Before the coffee is ground, packaged, marketed, “logo’d”, and sold to retailers that prepare it for consumption, it is roasted at temperatures between 370 and 540 degrees for 8 to 15 minutes, depending on the desired roast profile. More often than not, roasting is performed in the country of final consumption as opposed to the country of origin. Beans, therefore, are standardly purchased as “green,” or unroasted, for a price the University of Connecticut found unusually often to be below the cost of growing the coffee.
Green coffee beans. AMACA, Cauca, Colombia.
Photo by: Victor Pagan. Courtesy of Cafe Imports.
In the case of Cafe Imports (or another purpose-driven roaster/importer like Stumptown), they are paying significantly above the norm. According to their most recently published Progress Report, Cafe Imports paid, on average, 43% over the Avg C-market rate, and 12% above the going specialty coffee rate. Without access to any actual numbers, let’s just assume that they paid an average somewhere near the 2023 Fairtrade minimum price, which, in Colombia, is $1.80/lb. This payment covers all steps prior to export, including cultivation, harvesting, and processing:
The structure of the coffee value chain begins with the cultivation phase. Coffee cultivation begins with a coffee cherry, which becomes a usable harvest typically 5 years after the coffee plant has been planted. In order to maximize the coffee cultivation process, fertilizer and pesticides are often used and create emissions of nitrogen and phosphorus. This also represents a key input cost for farmers!
Once coffee berries are collected, they begin the “processing” phase, which often consists of costly transportation from farm to mill. The processing phase converts the raw fruit of the coffee cherry into dried coffee beans using one of two processing methods: wet or dry. The wet process sorts coffee cherries by immersion in water where the bad cherries float and the good cherries sink. The ripe, good cherries are then machine cleaned and dried either by machine or sun. The dry process involves manual sorting and cleaning and machine- or sun-drying. After drying and hulling (removal of the clear parchment-like layer on the outside of the bean), the green coffee beans are exported to the consuming country for roasting and packaging.

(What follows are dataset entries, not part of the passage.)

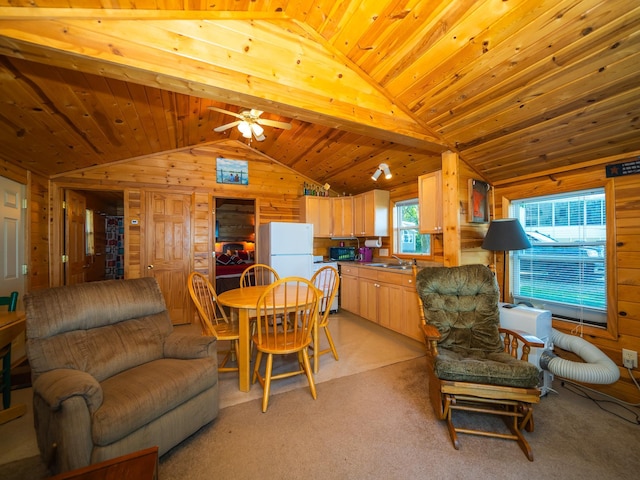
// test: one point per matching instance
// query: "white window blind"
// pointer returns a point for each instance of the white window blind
(565, 269)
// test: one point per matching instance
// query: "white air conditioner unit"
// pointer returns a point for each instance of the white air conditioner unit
(534, 322)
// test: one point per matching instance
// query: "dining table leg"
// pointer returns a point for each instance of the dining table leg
(244, 353)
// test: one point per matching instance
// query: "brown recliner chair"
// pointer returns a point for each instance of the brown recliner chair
(471, 360)
(109, 374)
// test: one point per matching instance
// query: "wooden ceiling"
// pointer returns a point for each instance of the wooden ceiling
(515, 87)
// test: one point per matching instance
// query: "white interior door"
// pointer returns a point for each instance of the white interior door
(12, 237)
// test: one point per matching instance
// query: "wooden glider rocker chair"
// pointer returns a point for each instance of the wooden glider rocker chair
(471, 361)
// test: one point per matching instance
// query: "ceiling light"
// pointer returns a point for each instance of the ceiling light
(257, 129)
(245, 129)
(383, 167)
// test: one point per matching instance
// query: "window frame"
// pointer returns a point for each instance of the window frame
(611, 330)
(396, 232)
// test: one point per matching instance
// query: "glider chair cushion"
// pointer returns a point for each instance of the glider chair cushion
(472, 362)
(109, 374)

Regarding the hardworking people behind the process, 44% of the world’s smallholder coffee farmers are living in poverty and 22% are living in extreme poverty, according to Carto, a data intelligence platform. Studies have shown that producers typically retain around 1% of the retail coffee price which, for a $4.90 USD cup of coffee, equals around $0.05 USD per cup.

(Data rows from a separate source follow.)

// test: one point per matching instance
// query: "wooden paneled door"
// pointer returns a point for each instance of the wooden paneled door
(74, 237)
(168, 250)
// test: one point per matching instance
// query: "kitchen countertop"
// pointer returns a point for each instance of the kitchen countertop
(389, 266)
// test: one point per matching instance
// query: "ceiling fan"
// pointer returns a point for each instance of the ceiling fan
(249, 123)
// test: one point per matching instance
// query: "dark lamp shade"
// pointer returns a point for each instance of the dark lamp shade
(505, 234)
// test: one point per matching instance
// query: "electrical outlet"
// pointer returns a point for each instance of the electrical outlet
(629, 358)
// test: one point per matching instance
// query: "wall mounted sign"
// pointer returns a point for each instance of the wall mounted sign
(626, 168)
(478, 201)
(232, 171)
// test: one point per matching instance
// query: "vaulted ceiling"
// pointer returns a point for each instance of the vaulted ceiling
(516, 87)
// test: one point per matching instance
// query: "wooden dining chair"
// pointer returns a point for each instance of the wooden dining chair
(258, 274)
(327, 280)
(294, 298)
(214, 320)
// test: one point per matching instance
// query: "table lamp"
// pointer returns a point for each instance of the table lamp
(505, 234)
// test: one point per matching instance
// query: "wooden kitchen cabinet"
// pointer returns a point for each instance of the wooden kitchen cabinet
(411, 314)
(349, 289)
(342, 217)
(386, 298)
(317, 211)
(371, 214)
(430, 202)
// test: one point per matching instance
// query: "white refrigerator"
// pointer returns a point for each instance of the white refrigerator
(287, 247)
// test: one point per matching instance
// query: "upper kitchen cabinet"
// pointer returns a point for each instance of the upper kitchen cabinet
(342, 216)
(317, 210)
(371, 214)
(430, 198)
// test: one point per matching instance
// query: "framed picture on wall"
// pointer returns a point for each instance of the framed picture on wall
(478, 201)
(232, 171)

Now, be sure to take this all with a grain of salt. Due to the fluctuation in costs of inputs and, of course, climate challenges, it isn’t unheard of for Fairtrade rates not to cover the cost of production, or for standard C-market rates to actually yield higher revenues for farmers during certain times of the season. That being said, for the farmers that can afford to maintain sustainability certifications like Fairtrade or Certified Organic, revenues tend to err on the higher end of the spectrum of earning potential.